On May 24, Pushpa Kamal Dahal, also known as Prachanda, chairman of the Communist Party of Nepal (Maoist-Centre), resigned as prime minister. Following an agreement reached earlier with Nepali Congress President Sher Bahadur Deuba, Prachanda handed over his leadership to Deuba after nine months in office.

Sandwiched between China and India, Nepal has been termed as "a yam between two rocks" by King Prithvi Narayan Shah. Although Nepal has signed a memorandum of understanding with China to become part of the Belt and Road initiative, whether it can play its geographical advantages and become a dynamic bridge connecting China and India as well as other South Asian countries depends on its domestic situation.

The King warned his successors to maintain a balance between China and India in order to achieve the most benefits for Nepal. This balancing act has become an eternal subject for all of Nepal's leaderships.

Since Nepal adopted its new constitution in September 2015, it has had three prime ministers respectively from the three major political parties: Communist Party of Nepal (Unified Marxist-Leninist) Chairman Khadga Prasad Oli, Communist Party of Nepal (Maoist-Centre) Chairman Prachanda and Nepali Congress President Deuba. None of their tenures exceeded or will exceed one year.
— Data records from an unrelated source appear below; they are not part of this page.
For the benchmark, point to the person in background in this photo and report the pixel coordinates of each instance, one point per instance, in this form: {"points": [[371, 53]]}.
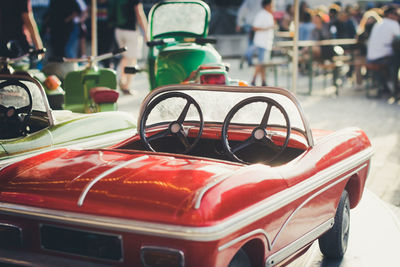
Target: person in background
{"points": [[73, 45], [105, 31], [306, 27], [14, 17], [127, 15], [263, 27], [380, 50], [287, 20], [59, 23], [244, 22]]}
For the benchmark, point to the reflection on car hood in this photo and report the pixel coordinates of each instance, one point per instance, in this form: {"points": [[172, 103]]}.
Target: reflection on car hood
{"points": [[134, 185]]}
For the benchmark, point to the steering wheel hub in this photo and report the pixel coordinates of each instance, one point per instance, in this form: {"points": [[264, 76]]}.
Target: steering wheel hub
{"points": [[259, 133]]}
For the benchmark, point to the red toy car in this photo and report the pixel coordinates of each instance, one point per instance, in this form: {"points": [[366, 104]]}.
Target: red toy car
{"points": [[215, 176]]}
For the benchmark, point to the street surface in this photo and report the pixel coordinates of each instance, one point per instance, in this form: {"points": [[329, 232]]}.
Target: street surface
{"points": [[375, 228]]}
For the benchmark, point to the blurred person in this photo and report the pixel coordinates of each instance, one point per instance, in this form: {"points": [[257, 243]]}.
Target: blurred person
{"points": [[303, 8], [127, 15], [105, 31], [306, 27], [74, 43], [348, 28], [363, 32], [335, 25], [263, 27], [380, 50], [14, 17], [364, 28], [286, 22]]}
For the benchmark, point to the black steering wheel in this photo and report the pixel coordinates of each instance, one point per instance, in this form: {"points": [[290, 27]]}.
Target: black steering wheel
{"points": [[175, 128], [259, 133], [10, 117]]}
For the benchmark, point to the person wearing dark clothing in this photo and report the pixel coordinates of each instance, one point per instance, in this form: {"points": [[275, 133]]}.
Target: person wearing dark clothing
{"points": [[105, 30], [59, 21], [14, 16], [127, 15], [321, 32]]}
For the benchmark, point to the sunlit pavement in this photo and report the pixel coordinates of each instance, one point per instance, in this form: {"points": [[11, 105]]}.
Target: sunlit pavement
{"points": [[375, 235], [373, 239]]}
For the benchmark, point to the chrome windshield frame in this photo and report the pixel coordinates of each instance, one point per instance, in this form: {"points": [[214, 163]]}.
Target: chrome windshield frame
{"points": [[238, 89]]}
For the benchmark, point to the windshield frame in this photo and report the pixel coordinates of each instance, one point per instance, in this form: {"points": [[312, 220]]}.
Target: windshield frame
{"points": [[26, 77], [234, 89]]}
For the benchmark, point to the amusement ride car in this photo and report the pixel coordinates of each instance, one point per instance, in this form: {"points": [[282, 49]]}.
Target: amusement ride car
{"points": [[215, 176]]}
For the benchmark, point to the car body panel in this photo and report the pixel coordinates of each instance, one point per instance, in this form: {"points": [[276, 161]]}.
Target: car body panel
{"points": [[174, 64], [77, 85], [64, 128]]}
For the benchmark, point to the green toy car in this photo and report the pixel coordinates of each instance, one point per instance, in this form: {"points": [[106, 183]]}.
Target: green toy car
{"points": [[28, 124]]}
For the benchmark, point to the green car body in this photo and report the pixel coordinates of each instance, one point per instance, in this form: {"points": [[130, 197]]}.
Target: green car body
{"points": [[59, 128], [173, 62], [77, 85]]}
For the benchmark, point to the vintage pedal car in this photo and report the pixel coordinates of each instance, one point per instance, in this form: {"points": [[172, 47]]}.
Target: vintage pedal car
{"points": [[215, 176], [28, 125]]}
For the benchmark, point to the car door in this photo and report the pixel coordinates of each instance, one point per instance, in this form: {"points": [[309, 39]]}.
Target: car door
{"points": [[31, 143]]}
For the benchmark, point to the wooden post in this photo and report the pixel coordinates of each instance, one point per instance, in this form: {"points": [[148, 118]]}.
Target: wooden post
{"points": [[295, 46], [94, 28]]}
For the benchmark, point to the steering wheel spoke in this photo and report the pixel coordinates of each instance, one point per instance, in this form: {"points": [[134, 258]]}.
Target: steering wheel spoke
{"points": [[25, 109], [259, 133], [183, 138], [175, 128], [272, 145], [243, 144], [16, 125]]}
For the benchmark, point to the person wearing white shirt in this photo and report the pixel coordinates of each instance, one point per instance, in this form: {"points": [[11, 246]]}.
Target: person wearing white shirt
{"points": [[379, 48], [263, 26]]}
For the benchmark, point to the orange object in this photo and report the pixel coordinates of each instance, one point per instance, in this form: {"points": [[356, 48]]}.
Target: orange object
{"points": [[52, 82]]}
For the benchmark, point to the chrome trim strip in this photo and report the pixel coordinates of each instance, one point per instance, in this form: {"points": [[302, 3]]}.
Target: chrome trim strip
{"points": [[298, 244], [245, 236], [16, 227], [92, 143], [180, 252], [80, 230], [218, 179], [209, 233], [313, 196], [104, 174], [42, 92]]}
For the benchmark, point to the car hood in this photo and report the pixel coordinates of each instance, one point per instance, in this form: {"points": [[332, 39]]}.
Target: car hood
{"points": [[134, 185]]}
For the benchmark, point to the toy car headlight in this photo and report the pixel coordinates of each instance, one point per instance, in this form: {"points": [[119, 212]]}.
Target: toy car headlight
{"points": [[212, 79], [10, 236], [161, 257], [52, 82]]}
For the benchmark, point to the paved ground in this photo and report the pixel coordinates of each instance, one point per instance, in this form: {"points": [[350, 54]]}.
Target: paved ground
{"points": [[379, 119], [375, 229]]}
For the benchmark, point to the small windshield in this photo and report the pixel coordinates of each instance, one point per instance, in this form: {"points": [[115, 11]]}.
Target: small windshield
{"points": [[16, 96], [191, 17], [215, 105]]}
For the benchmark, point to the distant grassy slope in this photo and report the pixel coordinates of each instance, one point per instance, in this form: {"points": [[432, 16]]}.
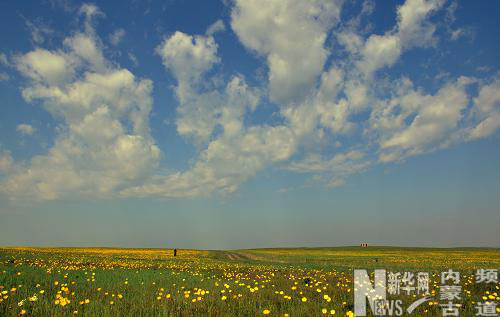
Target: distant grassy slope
{"points": [[382, 257]]}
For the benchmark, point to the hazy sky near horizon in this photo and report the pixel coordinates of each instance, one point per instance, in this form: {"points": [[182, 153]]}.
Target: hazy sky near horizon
{"points": [[241, 124]]}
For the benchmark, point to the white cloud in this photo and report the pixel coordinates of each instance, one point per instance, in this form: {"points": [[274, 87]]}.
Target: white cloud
{"points": [[104, 146], [116, 37], [380, 51], [291, 36], [217, 26], [333, 171], [188, 57], [435, 119], [413, 25], [486, 110], [103, 143], [39, 31], [25, 129], [48, 67]]}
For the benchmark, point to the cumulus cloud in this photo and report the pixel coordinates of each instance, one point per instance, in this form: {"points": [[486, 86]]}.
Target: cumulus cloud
{"points": [[25, 129], [188, 57], [217, 26], [103, 143], [39, 31], [116, 37], [291, 36], [324, 97]]}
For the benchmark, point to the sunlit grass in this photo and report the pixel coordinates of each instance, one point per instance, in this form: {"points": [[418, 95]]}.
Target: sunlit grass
{"points": [[276, 282]]}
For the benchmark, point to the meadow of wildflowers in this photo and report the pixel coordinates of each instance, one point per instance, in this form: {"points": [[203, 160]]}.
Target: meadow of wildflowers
{"points": [[275, 282]]}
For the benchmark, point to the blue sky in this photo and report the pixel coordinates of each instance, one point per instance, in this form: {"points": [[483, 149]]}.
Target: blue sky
{"points": [[240, 124]]}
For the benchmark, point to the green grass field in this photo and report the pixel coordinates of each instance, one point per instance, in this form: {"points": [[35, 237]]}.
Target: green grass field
{"points": [[278, 282]]}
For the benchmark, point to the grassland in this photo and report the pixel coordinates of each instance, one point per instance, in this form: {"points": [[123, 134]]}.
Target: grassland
{"points": [[278, 282]]}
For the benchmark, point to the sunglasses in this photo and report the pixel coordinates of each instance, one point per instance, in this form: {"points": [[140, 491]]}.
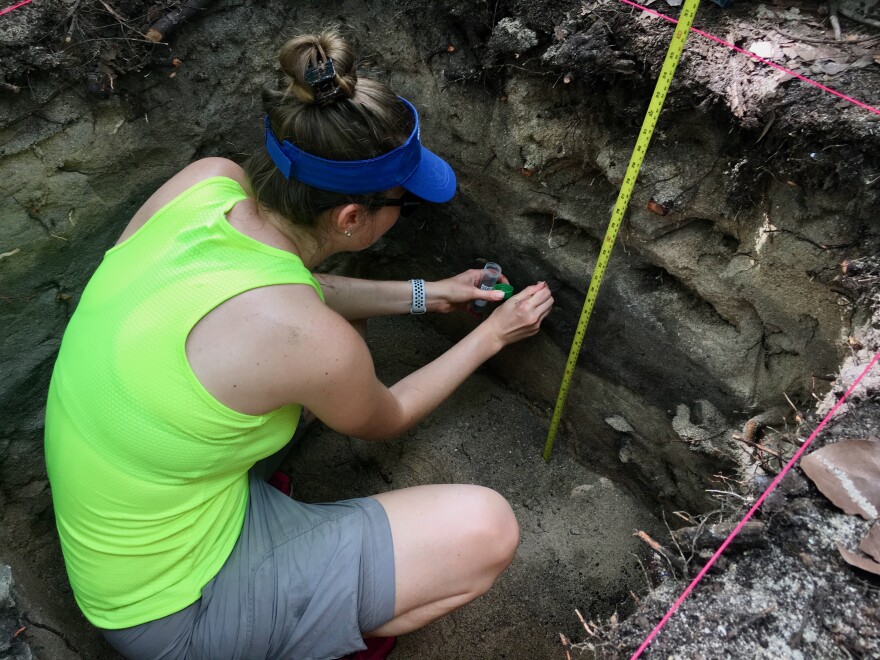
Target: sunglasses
{"points": [[408, 203]]}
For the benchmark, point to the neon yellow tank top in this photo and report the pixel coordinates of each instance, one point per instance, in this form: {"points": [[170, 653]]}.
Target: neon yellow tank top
{"points": [[149, 471]]}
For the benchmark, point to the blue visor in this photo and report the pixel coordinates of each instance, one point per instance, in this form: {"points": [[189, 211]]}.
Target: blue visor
{"points": [[410, 165]]}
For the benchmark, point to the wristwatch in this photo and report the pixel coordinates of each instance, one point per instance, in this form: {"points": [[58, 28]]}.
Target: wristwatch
{"points": [[418, 306]]}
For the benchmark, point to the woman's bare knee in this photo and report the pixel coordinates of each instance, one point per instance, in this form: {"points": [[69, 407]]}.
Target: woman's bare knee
{"points": [[494, 530]]}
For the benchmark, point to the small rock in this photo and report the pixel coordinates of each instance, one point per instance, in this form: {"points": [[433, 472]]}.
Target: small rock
{"points": [[580, 491], [618, 423]]}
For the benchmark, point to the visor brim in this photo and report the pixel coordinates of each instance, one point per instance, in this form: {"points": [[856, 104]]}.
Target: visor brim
{"points": [[433, 180]]}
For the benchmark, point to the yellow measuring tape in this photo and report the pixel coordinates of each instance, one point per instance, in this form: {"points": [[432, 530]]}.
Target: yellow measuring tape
{"points": [[673, 55]]}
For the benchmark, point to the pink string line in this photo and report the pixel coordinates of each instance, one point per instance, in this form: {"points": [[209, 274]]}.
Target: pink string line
{"points": [[754, 508], [867, 107], [15, 6]]}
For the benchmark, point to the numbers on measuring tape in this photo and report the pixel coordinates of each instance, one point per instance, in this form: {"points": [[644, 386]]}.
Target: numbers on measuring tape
{"points": [[667, 71]]}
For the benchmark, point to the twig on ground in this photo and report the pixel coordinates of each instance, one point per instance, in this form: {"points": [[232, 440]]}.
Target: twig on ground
{"points": [[168, 23]]}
When in office, Oli turned to China for support due to a blockade from India. India, with its negative attitude toward Oli, supported Prachanda as prime minister to break up the coalition between the Unified Marxist-Leninist and Maoist-Centre parties, forcing Oli to resign.
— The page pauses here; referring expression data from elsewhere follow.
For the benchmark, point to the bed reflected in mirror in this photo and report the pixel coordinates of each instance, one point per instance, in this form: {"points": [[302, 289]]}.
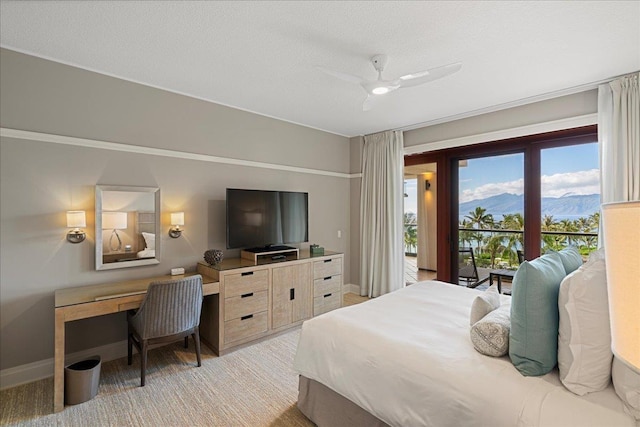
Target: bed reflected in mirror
{"points": [[127, 224]]}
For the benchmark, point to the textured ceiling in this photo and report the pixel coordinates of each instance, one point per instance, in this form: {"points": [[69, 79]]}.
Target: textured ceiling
{"points": [[261, 56]]}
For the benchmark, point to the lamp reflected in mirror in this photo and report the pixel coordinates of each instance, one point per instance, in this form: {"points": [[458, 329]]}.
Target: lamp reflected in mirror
{"points": [[76, 220], [177, 219], [114, 221]]}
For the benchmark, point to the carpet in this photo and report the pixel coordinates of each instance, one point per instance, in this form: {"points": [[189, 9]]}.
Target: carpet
{"points": [[253, 386]]}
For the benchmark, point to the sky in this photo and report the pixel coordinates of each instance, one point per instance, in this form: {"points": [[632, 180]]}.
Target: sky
{"points": [[565, 170]]}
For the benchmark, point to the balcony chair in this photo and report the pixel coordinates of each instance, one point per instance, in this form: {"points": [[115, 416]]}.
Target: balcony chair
{"points": [[169, 312], [467, 270]]}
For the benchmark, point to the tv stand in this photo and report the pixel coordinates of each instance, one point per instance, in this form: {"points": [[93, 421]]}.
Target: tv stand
{"points": [[269, 248], [270, 253]]}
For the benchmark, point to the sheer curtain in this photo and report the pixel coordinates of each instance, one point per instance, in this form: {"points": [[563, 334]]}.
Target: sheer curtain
{"points": [[381, 216], [619, 138]]}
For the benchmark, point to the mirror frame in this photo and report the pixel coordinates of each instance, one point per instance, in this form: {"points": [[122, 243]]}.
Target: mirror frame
{"points": [[100, 265]]}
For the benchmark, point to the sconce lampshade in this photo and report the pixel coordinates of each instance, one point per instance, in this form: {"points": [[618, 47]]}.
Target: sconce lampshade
{"points": [[621, 228], [177, 218], [76, 219], [114, 220]]}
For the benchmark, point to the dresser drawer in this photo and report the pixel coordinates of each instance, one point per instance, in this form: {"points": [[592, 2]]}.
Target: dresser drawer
{"points": [[327, 285], [241, 305], [327, 302], [327, 267], [244, 327], [247, 282]]}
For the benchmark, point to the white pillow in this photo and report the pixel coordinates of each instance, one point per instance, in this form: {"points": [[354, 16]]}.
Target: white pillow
{"points": [[627, 385], [149, 240], [490, 335], [584, 334], [484, 303]]}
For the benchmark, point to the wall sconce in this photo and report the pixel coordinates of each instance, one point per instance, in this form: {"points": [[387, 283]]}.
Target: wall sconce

Since his second term, Prachanda has adopted pro-India policies, putting the cooperation agreement signed by Oli and China on ice. Deuba is holding power, and it is worth noting whether he can maintain a balance between China and India and seek benefits for the Nepalese people.
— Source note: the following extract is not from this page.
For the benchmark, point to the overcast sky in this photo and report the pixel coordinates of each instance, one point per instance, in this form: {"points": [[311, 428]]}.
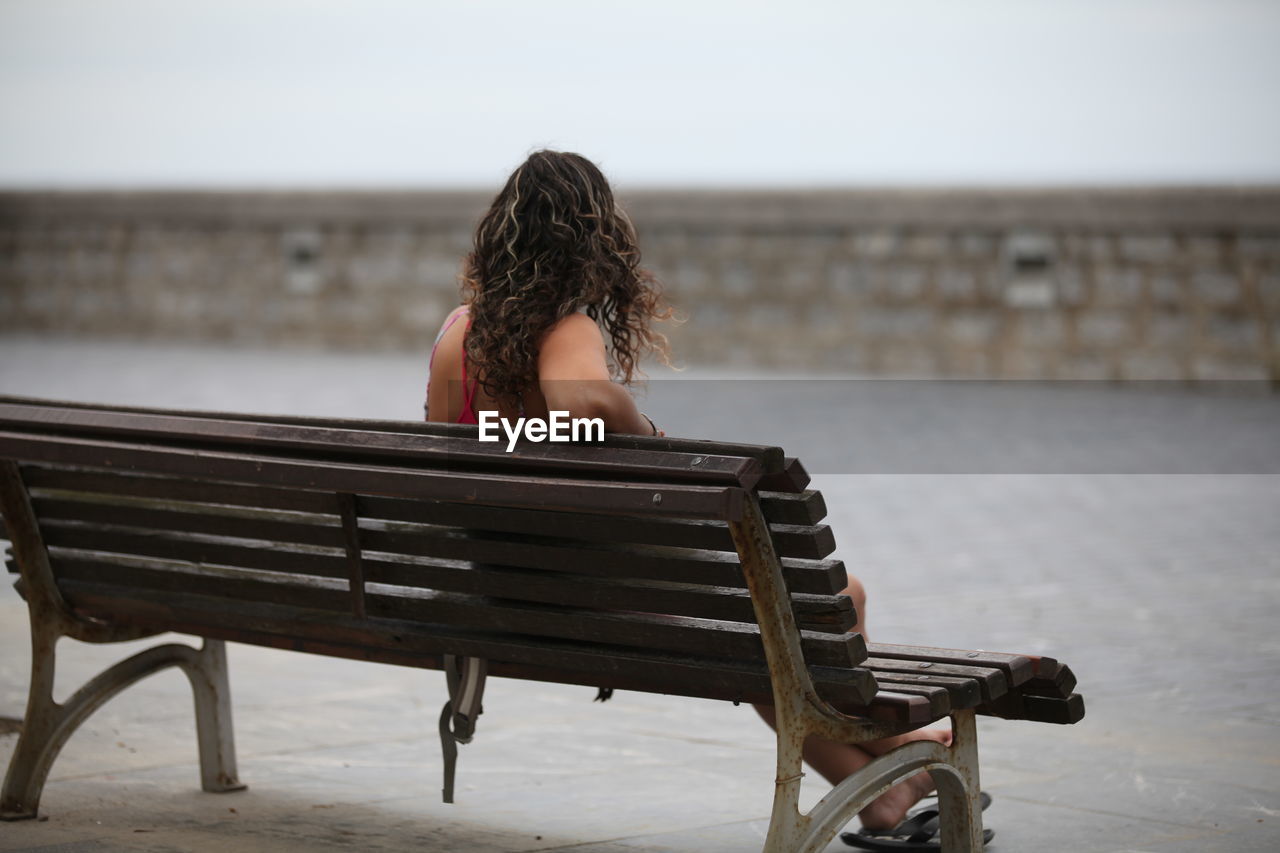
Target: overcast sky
{"points": [[412, 94]]}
The relationship between the Nepali Congress and India has always been smooth. Deuba, with his rich political experience, can be more effective in dealing with Nepal's relations with China and India than his predecessors.

On May 12, Nepal formally signed the memorandum of understanding on China's Belt and Road initiative. Two days later, Nepal successfully held its first round of local elections. All these make Nepal look forward to its cooperation with China under the framework of the initiative.

The common aspirations of the people in Nepal are to achieve political stability as soon as possible, to benefit from the rapid development of China and India, and to get rid of poverty.

China has the willingness, technical strength and financial strength to help Nepal carry out post-earthquake reconstruction, infrastructure construction, and water resources development. India should support Nepal's cooperation with China and efforts to achieve an economic take-off through the Belt and Road initiative.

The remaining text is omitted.